La vida de la sierra era dura. La gente vivía a matacaballo: un día se estaba aquí, otro allá. Tanto Federico como Raúl se criaron en un territorio en el que a los hombres y a las mujeres no les daba miedo hacer la vereda —las suyas son zonas de trashumancia—, en el que "viajar" era un vocablo primo hermano de "supervivencia" y en el que, el que tenía la suerte de tener talento debía, además, "tener voluntad":
—Mi padre me decía una cosa que ya le decía a él mi abuelo. Los dos bajaban a Teruel y mi padre era mal comedor; yo, mucho peor. Y me decía: "Muchacho, come, que el que come, escapa".
Sobre la sierra, Federico hizo un último apunte que es clave para entender el amor de Raúl a las palabras:
—Allí se habla muy bien. El del monte es un español buenísimo, muy antiguo, el del XIV-XV. Hablas con un pastor que dejó de ir a la escuela a los once años y tiene un vocabulario extraordinario.
Federico destacó varias características en la personalidad de Raúl. La primera que subrayó fue la "inseguridad":
—Mira que tiene facilidad de prosa, que es un hombre guapo, con contactos, con éxito, pero no tiene seguridad en sí mismo. Eso, a veces, en el caso de la política, ha pasado por cobardía. El hijoputa de Carrillo siempre decía: "A Raúl, lo único que le preocupa es cómo obedecer al poder. Raúl siempre está con el poder". No: Raúl está con la aprobación, que es una cosa distinta. Hay poderes y poderes.Yo no sé cuál es su estructura familiar...

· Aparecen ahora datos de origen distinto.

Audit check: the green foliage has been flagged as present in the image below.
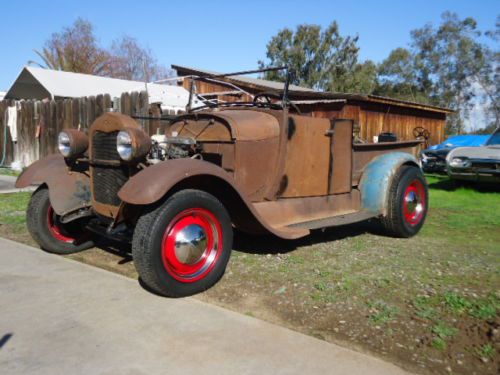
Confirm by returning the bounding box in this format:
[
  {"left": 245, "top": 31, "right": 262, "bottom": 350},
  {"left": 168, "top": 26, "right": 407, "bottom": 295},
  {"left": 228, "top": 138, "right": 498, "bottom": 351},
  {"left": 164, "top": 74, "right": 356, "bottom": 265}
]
[
  {"left": 432, "top": 323, "right": 458, "bottom": 340},
  {"left": 444, "top": 292, "right": 472, "bottom": 314},
  {"left": 259, "top": 21, "right": 377, "bottom": 93},
  {"left": 29, "top": 18, "right": 170, "bottom": 81},
  {"left": 259, "top": 12, "right": 500, "bottom": 134},
  {"left": 375, "top": 12, "right": 500, "bottom": 134}
]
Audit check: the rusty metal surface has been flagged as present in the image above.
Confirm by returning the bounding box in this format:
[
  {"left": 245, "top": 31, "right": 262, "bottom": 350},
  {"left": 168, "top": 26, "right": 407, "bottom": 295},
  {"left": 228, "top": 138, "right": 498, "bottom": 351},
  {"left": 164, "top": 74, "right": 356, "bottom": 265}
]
[
  {"left": 328, "top": 120, "right": 353, "bottom": 194},
  {"left": 171, "top": 109, "right": 279, "bottom": 141},
  {"left": 16, "top": 155, "right": 91, "bottom": 215},
  {"left": 280, "top": 115, "right": 331, "bottom": 198},
  {"left": 359, "top": 152, "right": 418, "bottom": 215},
  {"left": 254, "top": 189, "right": 361, "bottom": 227},
  {"left": 352, "top": 141, "right": 421, "bottom": 186},
  {"left": 118, "top": 159, "right": 309, "bottom": 239},
  {"left": 89, "top": 112, "right": 142, "bottom": 218}
]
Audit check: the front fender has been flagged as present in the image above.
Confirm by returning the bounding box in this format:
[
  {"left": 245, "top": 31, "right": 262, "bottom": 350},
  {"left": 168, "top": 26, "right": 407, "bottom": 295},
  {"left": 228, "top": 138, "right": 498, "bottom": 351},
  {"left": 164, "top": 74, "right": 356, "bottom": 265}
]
[
  {"left": 359, "top": 152, "right": 418, "bottom": 216},
  {"left": 118, "top": 159, "right": 309, "bottom": 239},
  {"left": 16, "top": 154, "right": 91, "bottom": 215}
]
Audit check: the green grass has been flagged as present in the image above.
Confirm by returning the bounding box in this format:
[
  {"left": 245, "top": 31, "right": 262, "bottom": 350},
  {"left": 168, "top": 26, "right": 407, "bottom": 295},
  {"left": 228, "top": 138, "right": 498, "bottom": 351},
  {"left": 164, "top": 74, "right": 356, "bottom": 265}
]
[
  {"left": 0, "top": 193, "right": 31, "bottom": 229},
  {"left": 0, "top": 176, "right": 500, "bottom": 373},
  {"left": 368, "top": 301, "right": 398, "bottom": 325},
  {"left": 476, "top": 344, "right": 495, "bottom": 359}
]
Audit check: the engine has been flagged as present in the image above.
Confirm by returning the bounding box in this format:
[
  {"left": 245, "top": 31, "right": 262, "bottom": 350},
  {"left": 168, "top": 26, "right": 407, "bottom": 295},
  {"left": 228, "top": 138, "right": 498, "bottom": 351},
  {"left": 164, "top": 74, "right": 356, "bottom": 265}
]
[{"left": 147, "top": 132, "right": 202, "bottom": 164}]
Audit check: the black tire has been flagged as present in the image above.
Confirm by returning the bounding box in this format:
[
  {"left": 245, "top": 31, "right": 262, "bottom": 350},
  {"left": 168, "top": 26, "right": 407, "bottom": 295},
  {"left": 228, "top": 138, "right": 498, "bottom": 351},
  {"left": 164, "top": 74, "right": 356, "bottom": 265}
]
[
  {"left": 381, "top": 165, "right": 429, "bottom": 238},
  {"left": 132, "top": 190, "right": 233, "bottom": 297},
  {"left": 26, "top": 188, "right": 94, "bottom": 254}
]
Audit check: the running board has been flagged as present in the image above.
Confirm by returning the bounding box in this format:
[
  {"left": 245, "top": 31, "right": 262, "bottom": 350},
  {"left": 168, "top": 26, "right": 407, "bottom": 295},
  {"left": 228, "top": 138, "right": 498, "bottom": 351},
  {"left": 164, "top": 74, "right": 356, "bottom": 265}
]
[{"left": 288, "top": 211, "right": 377, "bottom": 229}]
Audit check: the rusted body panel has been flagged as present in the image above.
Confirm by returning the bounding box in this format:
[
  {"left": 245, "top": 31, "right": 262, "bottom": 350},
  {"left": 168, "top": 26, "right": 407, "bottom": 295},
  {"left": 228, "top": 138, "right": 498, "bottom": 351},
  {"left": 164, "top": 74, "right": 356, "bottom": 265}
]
[
  {"left": 22, "top": 101, "right": 419, "bottom": 239},
  {"left": 89, "top": 113, "right": 145, "bottom": 218},
  {"left": 166, "top": 109, "right": 281, "bottom": 202},
  {"left": 16, "top": 155, "right": 91, "bottom": 215},
  {"left": 118, "top": 159, "right": 309, "bottom": 239},
  {"left": 280, "top": 115, "right": 331, "bottom": 198}
]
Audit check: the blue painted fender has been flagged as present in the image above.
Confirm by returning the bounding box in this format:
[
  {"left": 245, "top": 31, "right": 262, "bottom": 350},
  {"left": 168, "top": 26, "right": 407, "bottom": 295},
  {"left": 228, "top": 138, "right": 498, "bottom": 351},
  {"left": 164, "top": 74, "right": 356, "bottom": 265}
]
[{"left": 359, "top": 152, "right": 418, "bottom": 216}]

Con muchísimo pudor, por no decir, con algo de miedo, abrí una caja de Pandora delicadísima, pero, en mi opinión, muy importante para entender al personaje: mencioné que a la madre de Raúl "la mató el río". Comentó al respecto Federico:
—Ya está. Eso lo explica todo. La confianza que yo tengo en mí mismo se debe a que siempre he sabido que mi madre estaba detrás. No porque me elogiara: al contrario, era muy exigente, pero tenía la certeza absoluta de que mis padres estarían conmigo, de que mi madre siempre estaría detrás, y eso es lo que te da confianza. En esos pueblos, donde la vida te la tienes que ganar fuera, la familia es esencial. Y la madre es la que más seguridad da a un escritor. Necesitas que el padre, la autoridad, digamos, te sancione, pero también la fuerza que te da la madre.
Federico describió a Raúl como un hombre que combina acelerones fortísimos con periodos de encogimiento, con un "carácter explosivo y, al mismo tiempo, medroso", que también trasluce en su forma de escribir. Como ya hiciera Arturo Pérez- Reverte, Federico también se refirió a la prudencia rauliana frente a la exhibición vocinglera de Umbral:
—Raúl tiene esa parte de leyenda que es lo que le ha hecho respetado: es un tío que ha ligado lo que ha querido y que nunca, nunca ha presumido. A diferencia de Umbral, que ha hecho una novela de cada polvo, de un modo feo, contando cosas que no había que contar... Raúl es todo lo contrario.
Finalmente, Federico destacó un último rasgo de su amigo: la melancolía.
—Al final, cada uno vuelve a su naturaleza. Y la naturaleza de Raúl es quejumbrosa, melancólica. A pesar de su carácter explosivo, siempre le puede esa cosa nostálgica.